Drills and exercises are how rowers spend most of their time on the water. With or without a coach, most crews will want to do more than simply row up and down their river or lake during an outing. There’s a simple reason for this – the crew who can row perfectly has not yet been born and drills and exercises are the main route to better rowing. There are at least two contrasting approaches to drills and exercises followed by crews and coaches.
The first, used by some coaches and most crews rowing without a coach, is to coach the boat as a whole. Emphasis is on boat performance rather than individual technique and the exercises are selected accordingly.
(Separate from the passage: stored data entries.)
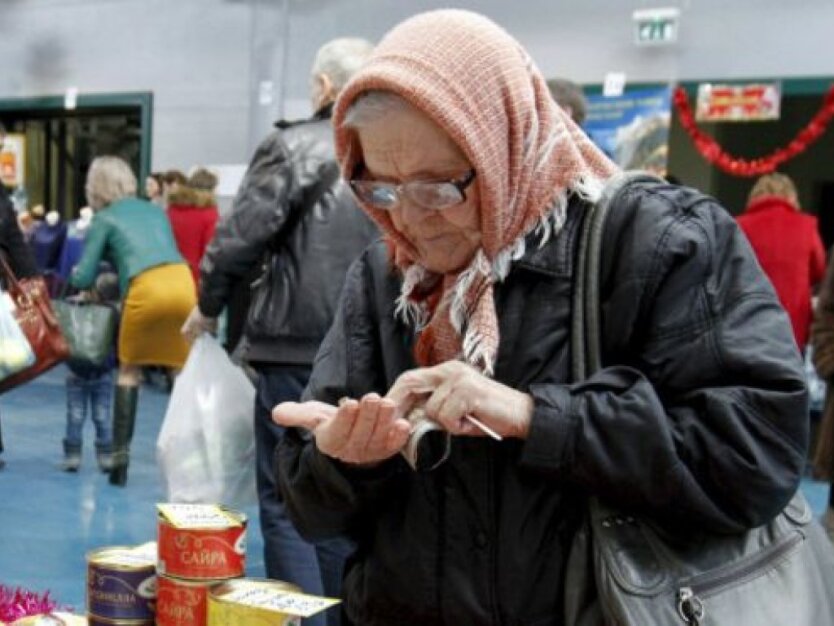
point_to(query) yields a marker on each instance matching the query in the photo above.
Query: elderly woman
(155, 283)
(452, 144)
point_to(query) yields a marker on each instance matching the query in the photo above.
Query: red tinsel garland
(712, 151)
(17, 603)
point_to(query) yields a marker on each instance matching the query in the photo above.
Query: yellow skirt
(158, 302)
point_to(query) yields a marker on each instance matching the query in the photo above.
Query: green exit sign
(656, 26)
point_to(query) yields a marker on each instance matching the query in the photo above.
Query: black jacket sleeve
(344, 494)
(702, 414)
(12, 244)
(259, 210)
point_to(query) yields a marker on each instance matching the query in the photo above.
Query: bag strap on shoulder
(586, 348)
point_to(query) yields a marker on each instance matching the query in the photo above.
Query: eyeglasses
(435, 195)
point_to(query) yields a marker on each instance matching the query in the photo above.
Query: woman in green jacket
(156, 287)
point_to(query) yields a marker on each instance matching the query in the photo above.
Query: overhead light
(71, 98)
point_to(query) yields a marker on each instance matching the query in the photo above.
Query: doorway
(61, 143)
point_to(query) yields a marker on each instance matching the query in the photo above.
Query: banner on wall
(633, 128)
(12, 160)
(738, 103)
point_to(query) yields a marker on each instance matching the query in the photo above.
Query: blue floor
(50, 519)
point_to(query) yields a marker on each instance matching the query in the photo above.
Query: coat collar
(554, 258)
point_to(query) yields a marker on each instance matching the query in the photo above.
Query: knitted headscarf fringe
(493, 103)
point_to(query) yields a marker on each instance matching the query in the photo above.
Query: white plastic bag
(816, 385)
(206, 446)
(15, 351)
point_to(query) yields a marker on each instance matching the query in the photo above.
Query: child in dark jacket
(90, 386)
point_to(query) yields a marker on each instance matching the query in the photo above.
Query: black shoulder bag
(781, 574)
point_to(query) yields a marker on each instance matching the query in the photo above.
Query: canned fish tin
(253, 602)
(201, 541)
(181, 602)
(93, 620)
(121, 583)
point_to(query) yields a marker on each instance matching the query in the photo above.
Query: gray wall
(205, 59)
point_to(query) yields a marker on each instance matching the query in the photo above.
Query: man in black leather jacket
(294, 214)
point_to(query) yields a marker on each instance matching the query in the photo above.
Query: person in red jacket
(192, 210)
(788, 246)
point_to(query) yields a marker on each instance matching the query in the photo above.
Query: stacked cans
(121, 586)
(200, 546)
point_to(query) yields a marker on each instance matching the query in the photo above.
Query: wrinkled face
(406, 146)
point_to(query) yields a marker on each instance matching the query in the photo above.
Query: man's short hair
(570, 97)
(339, 59)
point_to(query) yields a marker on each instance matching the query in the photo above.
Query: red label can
(182, 602)
(214, 551)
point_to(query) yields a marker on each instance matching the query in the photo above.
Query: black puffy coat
(295, 215)
(13, 246)
(698, 418)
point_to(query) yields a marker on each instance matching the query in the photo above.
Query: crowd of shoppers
(412, 246)
(295, 216)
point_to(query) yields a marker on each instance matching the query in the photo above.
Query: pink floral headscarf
(478, 84)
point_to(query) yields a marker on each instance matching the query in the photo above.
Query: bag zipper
(690, 604)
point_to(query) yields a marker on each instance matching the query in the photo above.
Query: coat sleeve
(701, 416)
(323, 496)
(240, 239)
(84, 274)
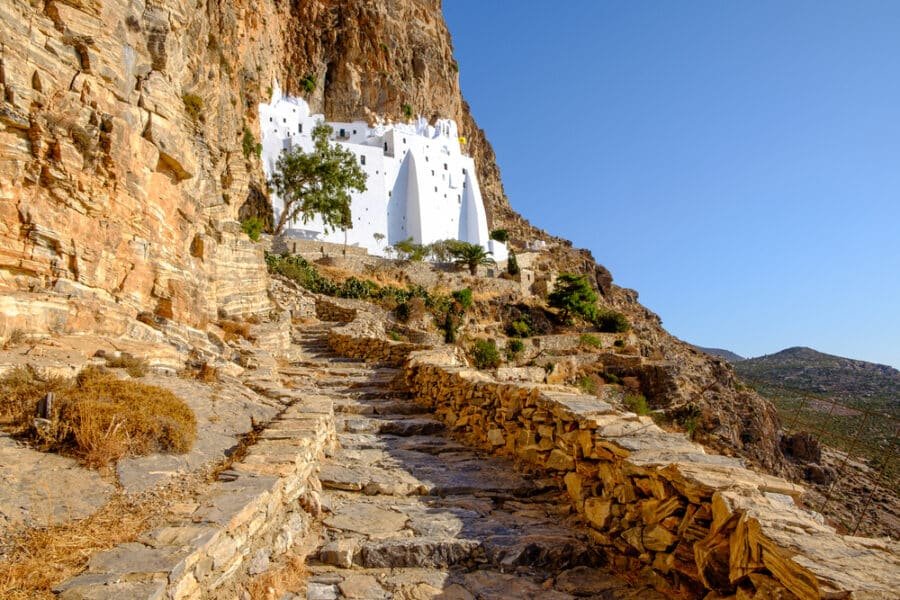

The second, and my personal preference, is to coach the individual rowers first and THEN coach the boat.
The first approach works well with experienced crews who can feel the small changes in the movement of the boat as adjustments are made, The second approach depends on having a pair of eyes outside the boat, either on a launch or the towpath. It works because – apart from some subtle variations in style, modern rowing technique is clearly defined and very consistent. It can be applied with crews of any standard but is essential when working with beginners and novice rowers who are still learning to read boat responses. An experienced coach can watch a crew rowing and spot the elements of their stroke which are ‘out of line’. As each of these elements are corrected boat performance improves and exercises are used to reinforce the change in technique by exaggerating it and / or repeating it,
A significant part of the coach’s job is to select the appropriate exercise to make the correction, to keep the crew interested while they do it and to ensure that the correction is incorporated into the crews rowing after the exercise stops. Keeping the crew interested is important. If they get bored, they tend to stop trying and once that happens no further progress is likely. If it wasn’t so boring, square blade rowing (an excellent exercise for building confidence and balance) would be used more often and for much longer as an exercise than it is.
In building a programme a coach needs above all a good repertoire of drills from which to select those appropriate to the crew. These can be Static drills, ‘freeze framing’ elements of the stroke cycle, Dynamic drills (e.g. half slide or one-armed rowing), or Sequential drills (e.g start sequence or push sequence). Drills can also be varied by using higher or lower resistance and faster or slower speeds. Recent work has highlighted the importance (for crews training to race) of executing drills at race pace. The biomechanics of rowing vary with stroke rate, pressure and boat speed. In addition, the importance and control of unconscious movement is completely different at race pace. That said, all static drills and most dynamic drills are best rehearsed at low speed first.